The Bible in a Nutshell
"In the beginning, which occurred near the start, there was nothing but God, darkness, and some gas. The Bible says, 'The Lord thy God is one', but I think He must have been a little older than that.
"Anyway, God said, 'Give me a light!' and someone did, so then God made the world. He split an Adam and made Eve. Adam and Eve were naked, but they weren't embarrassed because mirrors hadn't been invented yet.
"Adam and Eve disobeyed God by eating a bad apple, so they were driven from the Garden of Eden. Not sure what they were driven in though, because they didn't have cars yet. Adam and Eve had a son, Cain, who hated his brother as long as he was Abel.
"Pretty soon all of the early people died off, except for Methuselah, who lived to be, like, a million or something.
"One of the next most important people was Noah, who was a good guy, but one of his kids was kind of a Ham. Noah built a large boat and put his family and some animals on it. He asked some other people to join him, but they said they would like to have a rain check.
"After Noah came Abraham, Isaac, and Jacob. Jacob was more famous than his brother, Esau, because Esau sold Jacob his birthmark in exchange for some pot roast. Jacob had a son named Joseph who wore a really colorful loud sports coat.
"Another important Bible guy was Moses, but his real name was Charlton Heston. Moses led the Israel Lights out of Egypt and away from the evil Pharaoh after God sent ten plagues on Pharaoh's people. These plagues included frogs, mice, lice, bowels, and no cable. God fed the Israel Lights every day with manicotti.
"Then he gave them his Top Ten Commandments. These include don't lie, cheat, smoke, dance, or covet your neighbor's stuff. Oh, yeah, I just thought of one more: Humor thy father and thy mother.
"One of Moses' best helpers was Joshua who was the first Bible guy to use spies. Joshua fought the battle of Geritol and the fence fell over on the whole town.
"After Joshua came David. He got to be king by killing a giant with a slingshot. He had a son named Solomon who had about 300 wives and 500 porcupines. My teacher says he was wise, but that sure doesn't sound very wise to me.
"After Solomon there were a bunch of major league prophets. One of these was Jonah, who was swallowed by a big whale and then was barfed upon the shore.
"There were also some minor league prophets, but I guess we don't have to worry much about them.
"After the Old Testament came the New Testament. Jesus is the star of the New Testament. He was born inBethlehem in a barn. (I wish I had been born in a barn too because my mom is always saying to me, 'Close the door! Were you born in a barn?' It would be nice to say, 'As a matter of fact I was, Mom!')

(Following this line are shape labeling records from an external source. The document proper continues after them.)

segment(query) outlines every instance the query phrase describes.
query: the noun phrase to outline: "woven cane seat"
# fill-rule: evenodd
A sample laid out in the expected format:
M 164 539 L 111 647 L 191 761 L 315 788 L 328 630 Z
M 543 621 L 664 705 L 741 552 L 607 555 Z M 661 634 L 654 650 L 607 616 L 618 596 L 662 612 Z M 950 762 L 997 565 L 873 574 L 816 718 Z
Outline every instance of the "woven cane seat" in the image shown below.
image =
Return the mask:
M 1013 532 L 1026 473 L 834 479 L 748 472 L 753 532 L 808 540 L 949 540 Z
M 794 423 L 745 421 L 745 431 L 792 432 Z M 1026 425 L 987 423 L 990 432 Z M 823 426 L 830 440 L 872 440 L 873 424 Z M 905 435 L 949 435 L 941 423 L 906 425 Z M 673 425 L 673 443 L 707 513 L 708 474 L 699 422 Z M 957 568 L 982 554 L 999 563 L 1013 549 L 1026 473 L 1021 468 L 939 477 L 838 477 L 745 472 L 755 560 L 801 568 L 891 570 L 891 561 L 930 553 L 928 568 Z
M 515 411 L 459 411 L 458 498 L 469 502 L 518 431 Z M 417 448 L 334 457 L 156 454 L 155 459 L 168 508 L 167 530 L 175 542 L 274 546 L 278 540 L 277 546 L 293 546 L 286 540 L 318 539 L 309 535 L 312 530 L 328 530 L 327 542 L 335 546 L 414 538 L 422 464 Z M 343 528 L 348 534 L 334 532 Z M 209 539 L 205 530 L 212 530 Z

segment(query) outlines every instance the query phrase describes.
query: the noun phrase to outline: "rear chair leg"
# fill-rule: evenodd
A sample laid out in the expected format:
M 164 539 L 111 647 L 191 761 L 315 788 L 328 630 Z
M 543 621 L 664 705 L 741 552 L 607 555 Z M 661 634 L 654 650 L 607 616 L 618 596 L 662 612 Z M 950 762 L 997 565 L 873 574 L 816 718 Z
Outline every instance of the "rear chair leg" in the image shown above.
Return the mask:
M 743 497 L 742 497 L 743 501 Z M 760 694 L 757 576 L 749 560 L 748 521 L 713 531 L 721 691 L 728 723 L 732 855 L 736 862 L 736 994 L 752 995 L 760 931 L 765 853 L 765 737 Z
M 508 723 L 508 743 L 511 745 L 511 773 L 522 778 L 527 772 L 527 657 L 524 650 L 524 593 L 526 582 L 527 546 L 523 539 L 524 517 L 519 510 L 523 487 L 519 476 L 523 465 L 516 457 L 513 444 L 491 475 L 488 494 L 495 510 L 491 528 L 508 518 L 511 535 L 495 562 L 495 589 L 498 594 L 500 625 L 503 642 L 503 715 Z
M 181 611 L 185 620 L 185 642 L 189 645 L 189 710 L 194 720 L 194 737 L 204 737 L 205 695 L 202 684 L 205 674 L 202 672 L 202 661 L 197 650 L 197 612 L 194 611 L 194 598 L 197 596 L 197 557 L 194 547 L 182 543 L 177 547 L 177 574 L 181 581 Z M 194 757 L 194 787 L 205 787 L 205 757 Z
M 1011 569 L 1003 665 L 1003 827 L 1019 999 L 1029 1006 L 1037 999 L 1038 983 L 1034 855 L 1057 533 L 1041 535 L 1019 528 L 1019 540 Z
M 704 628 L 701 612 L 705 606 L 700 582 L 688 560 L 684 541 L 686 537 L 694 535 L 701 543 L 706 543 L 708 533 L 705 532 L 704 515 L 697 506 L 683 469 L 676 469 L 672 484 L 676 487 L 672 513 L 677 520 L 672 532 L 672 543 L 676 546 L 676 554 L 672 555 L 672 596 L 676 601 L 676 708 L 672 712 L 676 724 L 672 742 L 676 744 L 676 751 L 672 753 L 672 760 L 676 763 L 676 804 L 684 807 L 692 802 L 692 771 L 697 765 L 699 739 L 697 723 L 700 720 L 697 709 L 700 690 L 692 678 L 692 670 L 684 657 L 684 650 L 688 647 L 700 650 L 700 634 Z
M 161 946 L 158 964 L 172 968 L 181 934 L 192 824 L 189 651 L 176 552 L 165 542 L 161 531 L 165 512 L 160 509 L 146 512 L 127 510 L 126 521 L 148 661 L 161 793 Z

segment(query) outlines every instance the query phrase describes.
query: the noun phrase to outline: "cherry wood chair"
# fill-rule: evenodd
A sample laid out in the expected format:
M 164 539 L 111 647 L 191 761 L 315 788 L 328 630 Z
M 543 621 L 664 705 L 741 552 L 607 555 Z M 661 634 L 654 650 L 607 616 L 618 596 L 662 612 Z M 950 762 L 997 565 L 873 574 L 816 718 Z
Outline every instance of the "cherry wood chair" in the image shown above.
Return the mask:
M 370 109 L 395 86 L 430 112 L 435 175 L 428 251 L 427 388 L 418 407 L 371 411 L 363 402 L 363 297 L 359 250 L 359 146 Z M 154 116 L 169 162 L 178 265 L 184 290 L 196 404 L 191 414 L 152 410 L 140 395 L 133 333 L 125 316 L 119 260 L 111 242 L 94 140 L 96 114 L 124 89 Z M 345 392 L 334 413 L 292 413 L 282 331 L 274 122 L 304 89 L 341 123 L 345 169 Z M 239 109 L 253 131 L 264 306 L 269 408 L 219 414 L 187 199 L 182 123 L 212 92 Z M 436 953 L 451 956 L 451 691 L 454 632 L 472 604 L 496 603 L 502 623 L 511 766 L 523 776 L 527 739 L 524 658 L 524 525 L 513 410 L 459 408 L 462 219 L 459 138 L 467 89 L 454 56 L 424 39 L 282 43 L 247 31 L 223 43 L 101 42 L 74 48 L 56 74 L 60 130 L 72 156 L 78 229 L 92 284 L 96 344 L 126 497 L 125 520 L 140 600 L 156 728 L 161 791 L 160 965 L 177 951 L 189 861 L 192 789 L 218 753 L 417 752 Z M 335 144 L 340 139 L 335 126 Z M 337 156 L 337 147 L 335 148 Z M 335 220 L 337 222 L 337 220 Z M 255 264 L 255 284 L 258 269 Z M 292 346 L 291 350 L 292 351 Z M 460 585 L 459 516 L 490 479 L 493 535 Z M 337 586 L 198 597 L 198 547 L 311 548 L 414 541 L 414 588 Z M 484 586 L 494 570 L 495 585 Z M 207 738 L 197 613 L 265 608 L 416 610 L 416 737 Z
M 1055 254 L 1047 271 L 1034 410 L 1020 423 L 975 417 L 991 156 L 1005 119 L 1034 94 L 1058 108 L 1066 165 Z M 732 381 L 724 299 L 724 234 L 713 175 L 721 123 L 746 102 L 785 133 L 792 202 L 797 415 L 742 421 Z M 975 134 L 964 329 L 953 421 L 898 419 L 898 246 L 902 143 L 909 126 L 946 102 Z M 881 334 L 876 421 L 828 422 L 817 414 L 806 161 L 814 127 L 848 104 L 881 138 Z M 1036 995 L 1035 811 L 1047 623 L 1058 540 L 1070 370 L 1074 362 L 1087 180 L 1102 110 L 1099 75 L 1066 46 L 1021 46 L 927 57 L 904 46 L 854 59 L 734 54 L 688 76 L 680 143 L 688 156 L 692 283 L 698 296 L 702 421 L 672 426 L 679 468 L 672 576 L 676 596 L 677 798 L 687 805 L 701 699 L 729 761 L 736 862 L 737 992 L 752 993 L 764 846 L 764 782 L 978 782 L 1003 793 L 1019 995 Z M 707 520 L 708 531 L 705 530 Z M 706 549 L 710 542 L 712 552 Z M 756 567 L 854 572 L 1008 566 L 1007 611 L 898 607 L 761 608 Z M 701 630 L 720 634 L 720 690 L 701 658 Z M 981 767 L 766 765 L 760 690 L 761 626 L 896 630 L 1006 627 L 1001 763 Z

"During His life, Jesus had many arguments with sinners like the Pharisees and the Republicans. Jesus also had twelve opossums. The worst one was Judas Asparagus. Judas was so evil that it's why they named that terrible vegetable after him.
"Jesus was a great man. He healed many leopards and even preached to some Germans on the Mount. But the Republicans and all those guys put Jesus on trial before Pontius the Pilot. The Pilot didn't stick up for Jesus. He just stood there and washed his hands instead.
"Anyway's, Jesus died for our sins, then came back to life again. He went up to Heaven but will be back at the end of the Aluminum. His return is foretold in the book of The Revolution."